Does anyone know how the 158000x slowdown happened? That's quite ridiculous.
I never claimed they could! I just view this as a successful experiment. I don't think anthropic was making that claim with their experiment either.
It feels reflexive to the moment to argue against that claim, but I tend to operate with a bit more nuance than "all good" or "all bad".
The overall impression given was inaccurate and the implicit claim of a fully working end-to-end generated compiler was inaccurate. The headlines were incomplete in a way that was intentionally misleading. It was an interesting experiment and somewhat impressive but the claims were overblown. It happens.
You can call that a success (as it did something impresssive even though it failed to produce a workable C compiler) but my point in bringing this up was to show that today's models are not yet able to produce production software without close supervision, even when uncharacteristically good specs and hand-written tests exist.

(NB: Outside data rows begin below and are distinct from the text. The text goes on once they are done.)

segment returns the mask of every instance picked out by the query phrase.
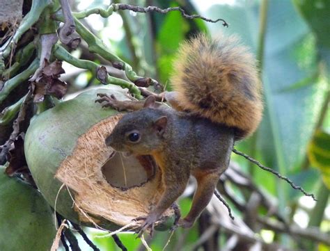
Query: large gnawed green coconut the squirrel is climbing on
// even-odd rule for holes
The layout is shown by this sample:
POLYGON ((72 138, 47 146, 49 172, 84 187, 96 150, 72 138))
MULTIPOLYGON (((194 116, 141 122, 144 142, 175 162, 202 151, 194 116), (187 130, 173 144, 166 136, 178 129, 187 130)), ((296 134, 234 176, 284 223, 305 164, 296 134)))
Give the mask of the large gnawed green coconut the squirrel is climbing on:
MULTIPOLYGON (((33 179, 58 213, 114 230, 146 216, 164 188, 151 157, 125 157, 105 145, 123 113, 95 103, 100 92, 129 99, 116 86, 86 90, 34 118, 24 150, 33 179)), ((171 225, 174 211, 168 209, 164 218, 171 225)))

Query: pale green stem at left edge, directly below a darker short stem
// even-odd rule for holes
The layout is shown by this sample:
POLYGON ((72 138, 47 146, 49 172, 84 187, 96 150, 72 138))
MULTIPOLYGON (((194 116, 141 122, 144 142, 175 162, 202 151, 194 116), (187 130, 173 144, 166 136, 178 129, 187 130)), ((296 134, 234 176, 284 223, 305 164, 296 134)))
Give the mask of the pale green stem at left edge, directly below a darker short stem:
POLYGON ((3 88, 0 92, 0 104, 3 102, 4 99, 6 99, 6 97, 14 88, 16 88, 20 83, 26 81, 26 79, 29 79, 29 76, 31 76, 34 72, 36 72, 38 66, 39 66, 39 60, 38 58, 36 58, 35 60, 33 60, 31 65, 29 65, 29 67, 26 70, 17 74, 12 79, 8 79, 6 83, 3 85, 3 88))

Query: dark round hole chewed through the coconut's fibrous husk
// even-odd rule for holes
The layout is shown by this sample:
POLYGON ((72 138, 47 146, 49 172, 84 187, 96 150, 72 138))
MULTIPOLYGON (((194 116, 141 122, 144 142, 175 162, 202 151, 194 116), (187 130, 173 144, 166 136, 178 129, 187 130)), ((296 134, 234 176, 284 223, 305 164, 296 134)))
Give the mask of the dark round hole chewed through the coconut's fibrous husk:
POLYGON ((111 186, 126 190, 150 180, 155 175, 155 161, 149 155, 123 156, 114 152, 102 166, 102 174, 111 186))

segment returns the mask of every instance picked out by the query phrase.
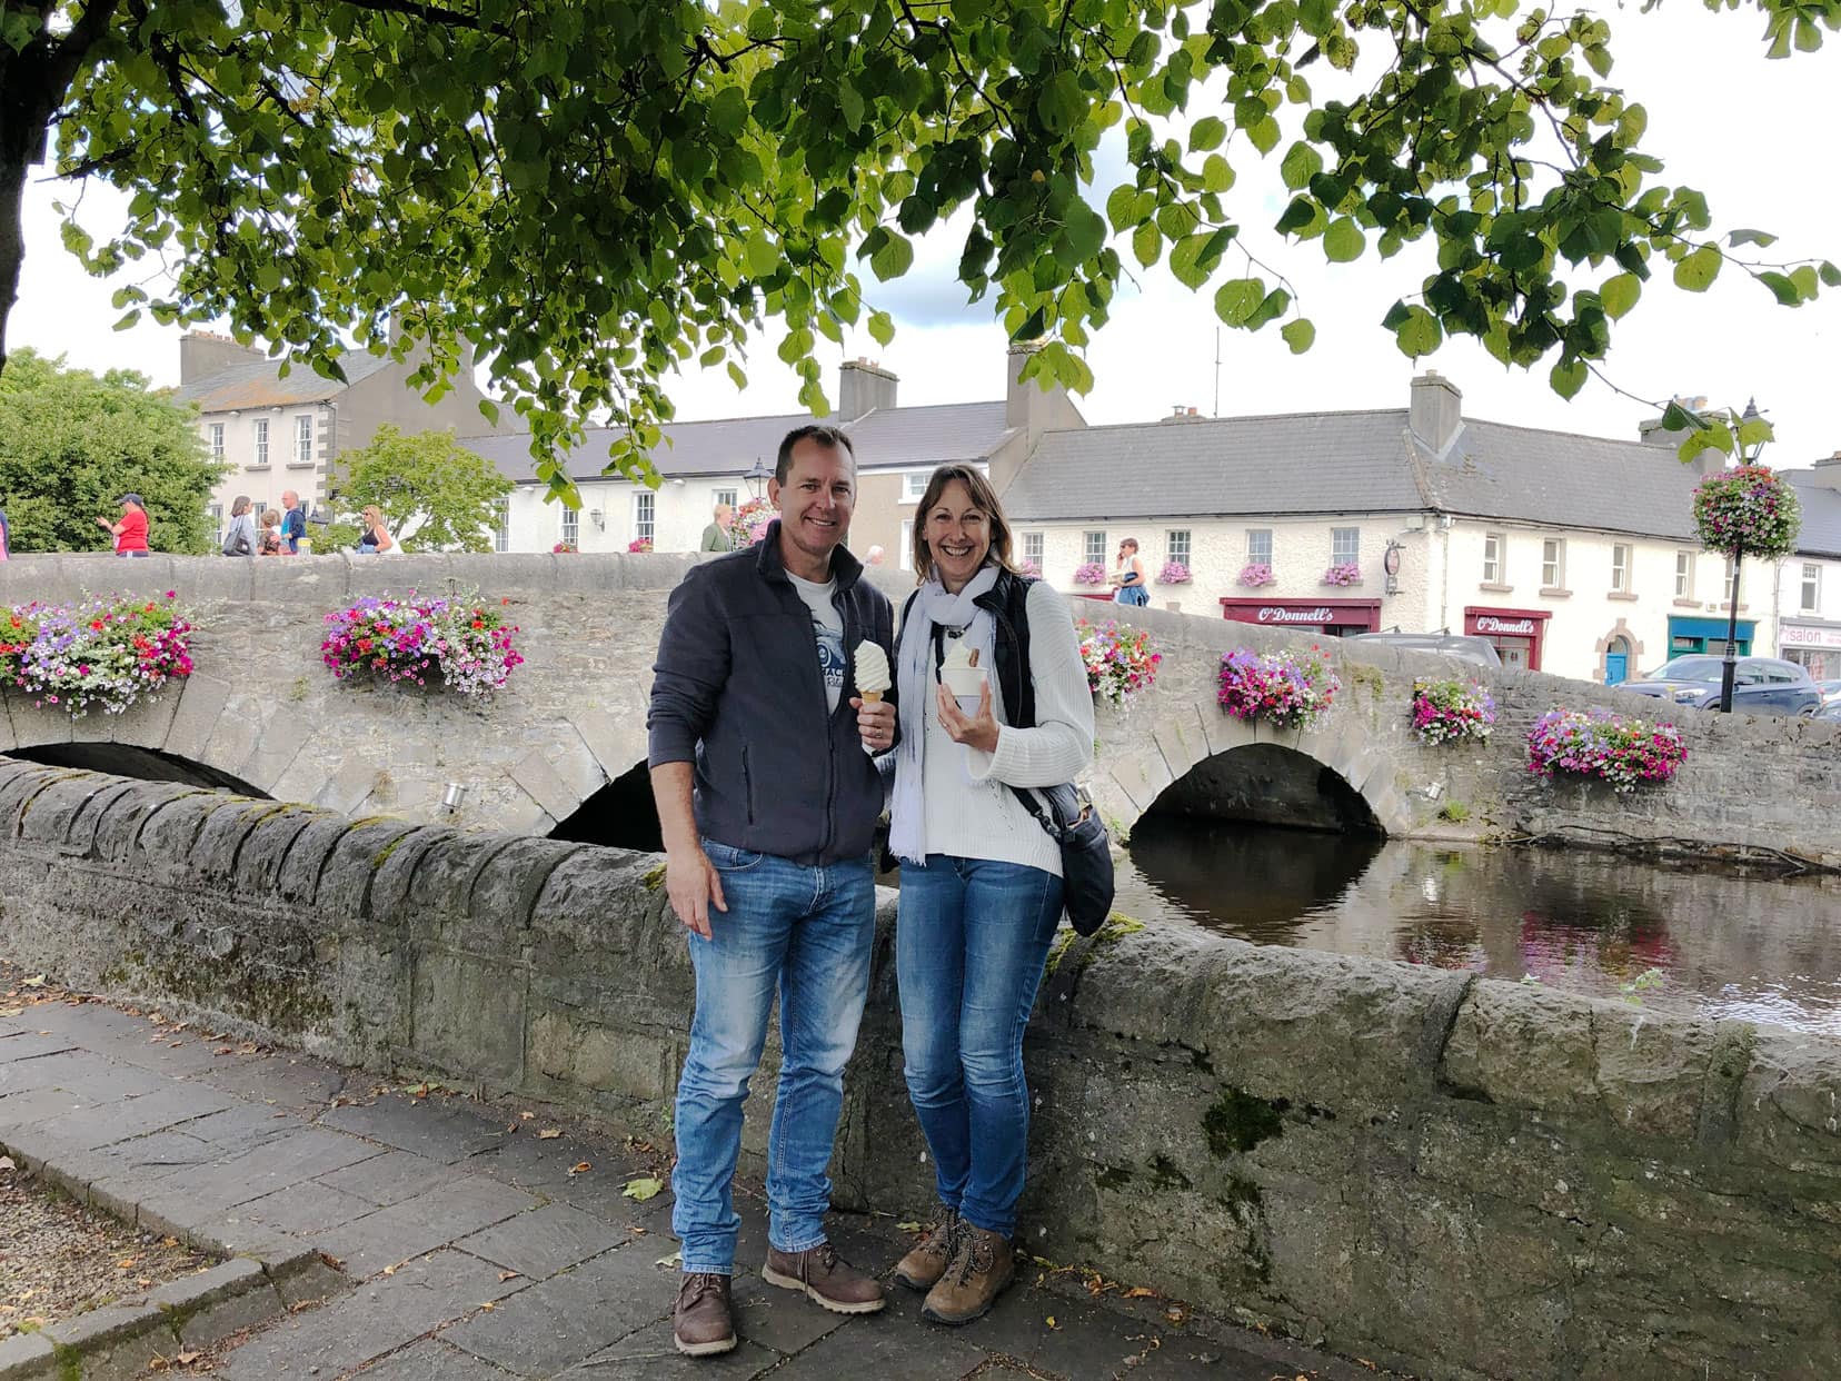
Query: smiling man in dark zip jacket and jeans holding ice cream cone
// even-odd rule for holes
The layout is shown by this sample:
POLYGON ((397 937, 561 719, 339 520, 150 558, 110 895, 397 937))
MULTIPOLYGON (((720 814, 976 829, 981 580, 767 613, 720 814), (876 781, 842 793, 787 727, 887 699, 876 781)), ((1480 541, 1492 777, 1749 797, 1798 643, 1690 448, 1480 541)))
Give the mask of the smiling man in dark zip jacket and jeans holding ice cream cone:
POLYGON ((856 505, 851 440, 797 427, 768 486, 766 540, 692 569, 672 591, 654 667, 648 766, 665 888, 696 970, 677 1081, 683 1278, 677 1350, 735 1348, 731 1186, 742 1101, 781 994, 781 1079, 768 1134, 770 1285, 836 1313, 873 1313, 882 1287, 825 1239, 843 1066, 869 992, 871 834, 893 714, 860 720, 852 654, 895 644, 893 609, 843 547, 856 505))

Edit: Maybe uncharitably is too strong, but we're talking past each other.
> It's 2026 and the idea that even with detailed-enough requirements you can one-shot even a workable (let alone perfect) solution also needs to die.

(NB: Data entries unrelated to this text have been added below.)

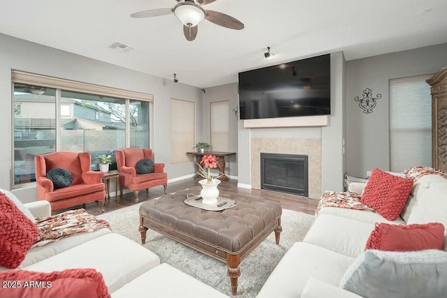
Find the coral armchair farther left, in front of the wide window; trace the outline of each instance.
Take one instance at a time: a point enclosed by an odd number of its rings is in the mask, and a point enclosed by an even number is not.
[[[104,211],[104,174],[90,170],[90,159],[89,152],[58,151],[36,155],[37,200],[50,202],[52,211],[100,200],[101,211]],[[71,172],[73,182],[70,186],[54,188],[52,180],[46,178],[47,172],[54,167]]]

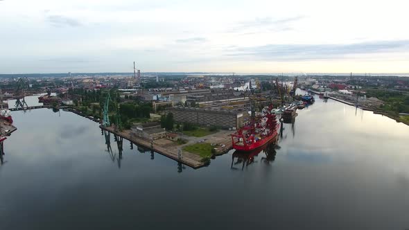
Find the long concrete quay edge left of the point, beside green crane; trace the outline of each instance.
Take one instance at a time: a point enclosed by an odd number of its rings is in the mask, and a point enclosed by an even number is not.
[[[171,150],[170,148],[164,148],[163,146],[153,142],[151,143],[149,140],[142,139],[137,136],[132,136],[130,132],[121,132],[121,131],[115,131],[114,127],[105,127],[103,125],[99,125],[99,127],[102,130],[106,130],[108,132],[111,132],[112,134],[115,134],[117,136],[121,136],[124,139],[127,139],[128,141],[131,141],[132,143],[135,143],[137,145],[141,145],[144,148],[148,148],[149,150],[153,150],[155,152],[158,152],[159,154],[164,155],[165,157],[171,158],[177,162],[184,163],[186,166],[189,166],[191,168],[200,168],[202,166],[205,166],[207,163],[200,161],[200,157],[198,157],[195,154],[191,154],[190,152],[181,152],[180,156],[178,155],[177,150]]]

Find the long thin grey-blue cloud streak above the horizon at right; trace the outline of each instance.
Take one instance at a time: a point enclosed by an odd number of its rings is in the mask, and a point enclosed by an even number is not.
[[[355,44],[268,44],[227,48],[230,57],[256,57],[271,61],[342,58],[350,55],[409,51],[409,40],[361,42]]]

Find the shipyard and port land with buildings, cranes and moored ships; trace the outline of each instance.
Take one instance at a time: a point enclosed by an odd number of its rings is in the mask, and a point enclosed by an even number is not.
[[[331,98],[365,110],[371,110],[367,103],[374,101],[369,98],[366,102],[363,90],[355,101],[342,100],[340,93],[331,89],[338,87],[344,92],[347,85],[302,76],[159,78],[134,68],[134,74],[116,78],[84,79],[69,73],[60,78],[59,84],[56,80],[50,83],[49,78],[37,80],[37,85],[28,78],[18,78],[14,87],[3,87],[2,98],[15,102],[8,109],[8,103],[1,100],[1,117],[11,124],[12,111],[64,109],[99,123],[106,139],[112,134],[115,139],[127,139],[186,166],[200,168],[233,148],[252,151],[278,142],[283,123],[295,123],[297,109],[313,106],[315,98]],[[347,80],[355,82],[357,78],[351,73]],[[326,82],[327,87],[316,87],[320,82]],[[29,106],[26,96],[37,101]]]

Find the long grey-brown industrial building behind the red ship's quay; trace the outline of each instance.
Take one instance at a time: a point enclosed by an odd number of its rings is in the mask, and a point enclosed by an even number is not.
[[[189,107],[168,107],[175,122],[189,122],[196,125],[217,126],[225,129],[238,129],[243,126],[248,112],[245,110],[203,109]]]

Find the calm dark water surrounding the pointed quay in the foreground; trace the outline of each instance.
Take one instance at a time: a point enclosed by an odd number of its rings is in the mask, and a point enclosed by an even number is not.
[[[12,112],[1,229],[409,229],[409,126],[333,100],[298,114],[275,155],[193,170],[125,140],[120,160],[76,114]]]

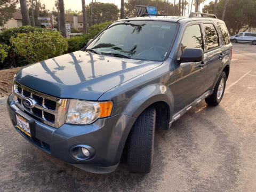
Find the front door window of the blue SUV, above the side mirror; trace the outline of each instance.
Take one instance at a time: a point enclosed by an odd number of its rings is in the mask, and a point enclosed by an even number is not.
[[[188,26],[185,30],[185,33],[182,37],[180,44],[181,52],[187,48],[202,48],[202,34],[201,28],[199,25]]]

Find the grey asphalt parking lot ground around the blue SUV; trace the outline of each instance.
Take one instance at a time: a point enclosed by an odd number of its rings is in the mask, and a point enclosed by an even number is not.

and brought up the failed anthropic experiment as proof of that. Yes, you are talking past each other, but that is not pron's fault. It is your fault.
I don't think they tried to do that though.

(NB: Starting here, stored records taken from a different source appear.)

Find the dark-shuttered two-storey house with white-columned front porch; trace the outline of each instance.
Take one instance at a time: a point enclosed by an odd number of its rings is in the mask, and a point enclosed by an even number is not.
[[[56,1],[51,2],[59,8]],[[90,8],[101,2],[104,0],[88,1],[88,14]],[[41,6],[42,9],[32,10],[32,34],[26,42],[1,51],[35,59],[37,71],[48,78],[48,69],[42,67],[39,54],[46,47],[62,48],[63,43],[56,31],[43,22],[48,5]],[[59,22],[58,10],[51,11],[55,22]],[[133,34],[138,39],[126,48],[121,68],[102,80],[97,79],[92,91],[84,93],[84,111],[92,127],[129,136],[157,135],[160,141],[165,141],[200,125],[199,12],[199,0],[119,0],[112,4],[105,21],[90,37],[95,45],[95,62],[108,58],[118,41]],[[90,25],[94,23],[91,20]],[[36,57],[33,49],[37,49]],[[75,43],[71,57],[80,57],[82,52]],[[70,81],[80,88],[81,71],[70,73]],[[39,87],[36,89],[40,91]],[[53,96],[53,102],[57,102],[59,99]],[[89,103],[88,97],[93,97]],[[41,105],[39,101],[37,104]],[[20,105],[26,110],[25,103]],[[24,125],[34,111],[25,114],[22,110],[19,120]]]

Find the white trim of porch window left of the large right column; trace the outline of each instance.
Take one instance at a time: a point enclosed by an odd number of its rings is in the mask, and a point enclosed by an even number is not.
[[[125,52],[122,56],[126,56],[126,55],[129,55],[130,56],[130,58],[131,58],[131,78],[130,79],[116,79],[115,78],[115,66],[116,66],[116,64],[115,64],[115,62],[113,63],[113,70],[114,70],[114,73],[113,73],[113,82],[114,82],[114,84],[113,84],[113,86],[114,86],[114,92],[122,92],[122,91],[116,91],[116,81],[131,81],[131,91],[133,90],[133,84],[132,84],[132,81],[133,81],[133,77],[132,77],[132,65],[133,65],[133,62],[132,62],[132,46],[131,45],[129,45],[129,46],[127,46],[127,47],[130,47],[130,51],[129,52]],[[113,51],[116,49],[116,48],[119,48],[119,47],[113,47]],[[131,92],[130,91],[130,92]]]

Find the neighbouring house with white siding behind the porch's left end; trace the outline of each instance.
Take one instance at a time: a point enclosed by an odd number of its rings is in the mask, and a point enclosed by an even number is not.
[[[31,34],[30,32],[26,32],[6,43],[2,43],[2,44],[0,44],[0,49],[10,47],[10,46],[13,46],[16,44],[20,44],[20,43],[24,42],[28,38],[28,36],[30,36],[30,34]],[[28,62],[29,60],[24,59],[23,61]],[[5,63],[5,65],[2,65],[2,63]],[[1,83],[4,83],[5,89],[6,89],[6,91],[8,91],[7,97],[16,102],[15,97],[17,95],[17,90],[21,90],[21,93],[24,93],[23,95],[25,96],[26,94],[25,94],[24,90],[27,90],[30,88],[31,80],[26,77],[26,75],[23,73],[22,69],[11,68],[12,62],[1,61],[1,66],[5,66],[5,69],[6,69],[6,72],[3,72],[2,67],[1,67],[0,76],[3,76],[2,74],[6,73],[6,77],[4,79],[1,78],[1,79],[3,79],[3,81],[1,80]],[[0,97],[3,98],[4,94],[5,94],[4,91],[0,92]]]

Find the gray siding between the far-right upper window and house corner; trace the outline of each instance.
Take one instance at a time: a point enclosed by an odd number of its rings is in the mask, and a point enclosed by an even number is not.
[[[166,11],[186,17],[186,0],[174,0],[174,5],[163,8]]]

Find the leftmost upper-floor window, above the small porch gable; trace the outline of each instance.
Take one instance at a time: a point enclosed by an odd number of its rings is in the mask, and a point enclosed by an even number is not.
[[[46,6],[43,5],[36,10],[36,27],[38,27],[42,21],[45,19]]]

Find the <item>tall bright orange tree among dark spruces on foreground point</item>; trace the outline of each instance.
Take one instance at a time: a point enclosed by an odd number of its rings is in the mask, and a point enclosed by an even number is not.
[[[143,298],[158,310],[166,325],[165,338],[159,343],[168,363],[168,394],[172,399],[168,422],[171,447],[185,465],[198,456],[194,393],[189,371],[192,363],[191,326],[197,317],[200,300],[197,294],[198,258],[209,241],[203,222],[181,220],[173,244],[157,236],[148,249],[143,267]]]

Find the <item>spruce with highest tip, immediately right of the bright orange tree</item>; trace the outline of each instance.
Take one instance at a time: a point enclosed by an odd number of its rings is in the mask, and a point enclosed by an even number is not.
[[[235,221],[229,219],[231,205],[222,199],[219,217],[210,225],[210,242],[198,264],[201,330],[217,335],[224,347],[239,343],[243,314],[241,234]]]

> today's models are not yet able to produce production software without close supervision, even when uncharacteristically good specs and hand-written tests exist.
That's a good point anyway
Their compiler fails to compile (well, at least link) some C programs altogether, and in other cases it produces code that is 150,000x slower than a real C compiler with optimisations turned off (interestingly, the model trained on the real compiler's source code). That's not "not competitive" but "cannot be used in the real world". But even more importantly, the compiler cannot be fixed or evolved. It's bricked (at least as far as today's models' capabilities go). For any kind of software, not being able to improve or fix anything or add any new feature means it's effectively dead.
You could not use it in production even if no other C compiler existed.
- John Carmack embedded a C compiler and interpreter/runtime into Quake back in the mid 1990s as a scripting language! It was that efficient that it could be used in a real time 3D shooter. That's a solo effort as a minor component of a much larger piece of software.
- I've seen university CS courses hand out "implement a C compiler" as a homework / project exercise for students. It's not particularly difficult.
Sure, a modern C compiler like GCC has to handle inline assembly, various extensions, pragmas, intrinsics, etc... but like you said, all of those are thoroughly documented and have open source implementations to reference.
Similarly, the Rust compiler is implemented in Rust and could be used as an idiomatic reference for a generic compiler framework with input handling, parsing, intermediate representations, and so forth.
I would bet that those things are also true of at least one expensive commercial C compiler.